Goebel ziet ook terreinen waarop farmacogenetische profilering en neurofeedback elkaar kunnen aanvullen. “Je kunt bijvoorbeeld de therapietrouw een impuls geven met neurofeedback. We hebben, onder meer bij patiënten met Parkinson, kunnen aantonen dat onze techniek op langere termijn helpt, ook ná de sessies in de MRI-scanner. Door patiënten gedurende langere tijd te helpen bij de weg omhoog met hun depressie, kun je ze helpen om zich beter aan hun medicatievoorschriften te houden. In combinatie met de juiste medicatie, gebaseerd op het genetisch profiel, leidt dat tot optimalisatie van de zorg voor deze patiënten.”

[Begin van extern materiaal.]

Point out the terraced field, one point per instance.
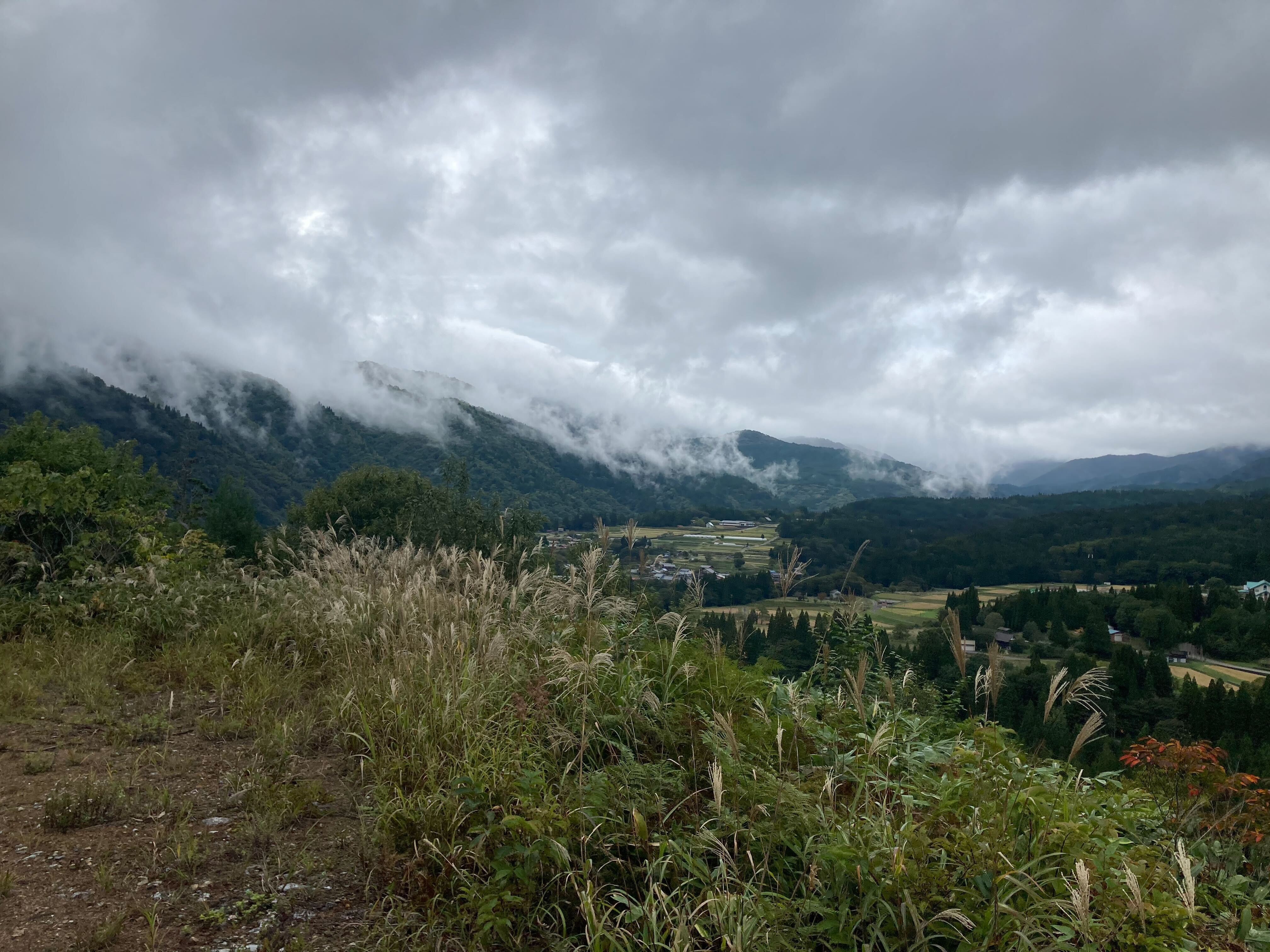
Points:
(1207, 672)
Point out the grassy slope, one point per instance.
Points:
(540, 766)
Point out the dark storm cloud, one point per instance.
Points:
(957, 233)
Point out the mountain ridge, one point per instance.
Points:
(252, 428)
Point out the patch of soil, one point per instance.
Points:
(190, 865)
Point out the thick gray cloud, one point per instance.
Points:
(961, 234)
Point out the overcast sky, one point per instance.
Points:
(957, 233)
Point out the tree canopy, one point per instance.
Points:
(68, 502)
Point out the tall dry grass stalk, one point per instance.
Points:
(851, 569)
(717, 784)
(855, 685)
(1080, 892)
(1187, 884)
(1086, 734)
(1057, 685)
(792, 570)
(954, 635)
(1136, 904)
(1089, 690)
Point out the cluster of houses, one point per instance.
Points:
(670, 572)
(1006, 639)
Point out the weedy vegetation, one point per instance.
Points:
(544, 762)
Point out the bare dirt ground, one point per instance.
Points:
(187, 862)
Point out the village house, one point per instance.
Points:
(1259, 589)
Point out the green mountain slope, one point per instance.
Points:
(1126, 537)
(280, 450)
(260, 434)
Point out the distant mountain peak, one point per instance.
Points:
(835, 445)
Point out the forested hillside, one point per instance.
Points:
(279, 451)
(1138, 537)
(258, 434)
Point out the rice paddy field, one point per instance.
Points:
(1207, 672)
(890, 609)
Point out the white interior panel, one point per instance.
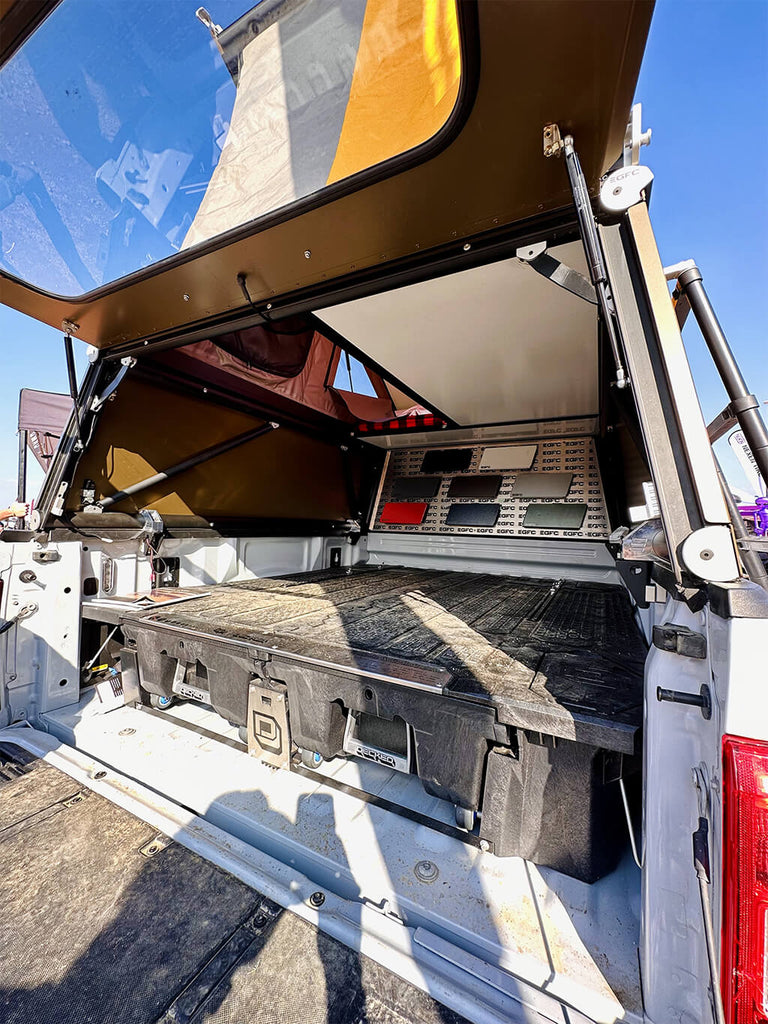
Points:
(493, 344)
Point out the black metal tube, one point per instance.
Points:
(22, 486)
(751, 559)
(72, 375)
(593, 252)
(189, 463)
(745, 408)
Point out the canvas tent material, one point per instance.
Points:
(311, 386)
(484, 171)
(325, 91)
(43, 416)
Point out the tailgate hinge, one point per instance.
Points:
(680, 640)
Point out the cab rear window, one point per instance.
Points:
(130, 131)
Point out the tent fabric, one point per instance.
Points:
(309, 387)
(328, 90)
(43, 415)
(280, 348)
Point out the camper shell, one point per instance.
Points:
(383, 561)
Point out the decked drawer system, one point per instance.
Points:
(520, 698)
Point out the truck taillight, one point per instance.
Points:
(744, 948)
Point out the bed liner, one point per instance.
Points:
(560, 657)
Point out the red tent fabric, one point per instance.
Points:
(43, 415)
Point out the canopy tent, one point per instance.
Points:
(42, 418)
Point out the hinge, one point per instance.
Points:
(680, 640)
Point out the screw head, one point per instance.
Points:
(426, 870)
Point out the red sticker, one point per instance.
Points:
(404, 513)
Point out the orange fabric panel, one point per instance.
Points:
(404, 85)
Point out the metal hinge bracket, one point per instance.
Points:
(680, 640)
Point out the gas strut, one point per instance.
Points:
(554, 145)
(743, 406)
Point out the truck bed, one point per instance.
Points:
(552, 655)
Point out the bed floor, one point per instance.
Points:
(553, 655)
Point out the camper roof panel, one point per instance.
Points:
(152, 174)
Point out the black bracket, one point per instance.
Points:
(680, 640)
(701, 699)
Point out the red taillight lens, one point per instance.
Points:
(744, 950)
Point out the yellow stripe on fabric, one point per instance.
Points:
(404, 84)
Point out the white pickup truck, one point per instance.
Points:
(384, 643)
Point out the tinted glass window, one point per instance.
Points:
(133, 129)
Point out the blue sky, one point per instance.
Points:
(704, 86)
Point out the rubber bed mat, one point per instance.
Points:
(101, 920)
(560, 645)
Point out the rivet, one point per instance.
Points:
(426, 870)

Kan beeldvorming ook meer zicht bieden op de processen die Van Schaik onderzoekt? Beeldvorming op basis van MRI kan helaas nog niet op genetisch en moleculair niveau naar processen in het lichaam kijken. Of toch wel? De highend scanners van het MBIC van Goebel bieden wellicht soelaas. “Met behulp van spectroscopie kunnen we metabole processen in beeld brengen, en wellicht ook met functionele MRI”, denkt hij. Van Schaik vindt het een interessant concept. “CYP2D6 is niet alleen in de lever actief, het is ook aanwezig in de hersenen. Daar is het enzym bijvoorbeeld betrokken bij serotonine- en dopaminemetabolisme en zijn er aanwijzingen dat er een relatie is met depressie.” Daar komen de twee benaderingen van Goebel en Van Schaik dus toch dichter bij elkaar. “Ik zie bij ons beiden dezelfde filosofie”, concludeert Goebel tot slot. “We werken aan een aanvulling op de bestaande zorg voor depressieve patiënten, die de behandeling van deze patiëntengroep alleen maar beter maakt. En in beide gevallen brengen we die optimalisatie dichter bij de patiënt.”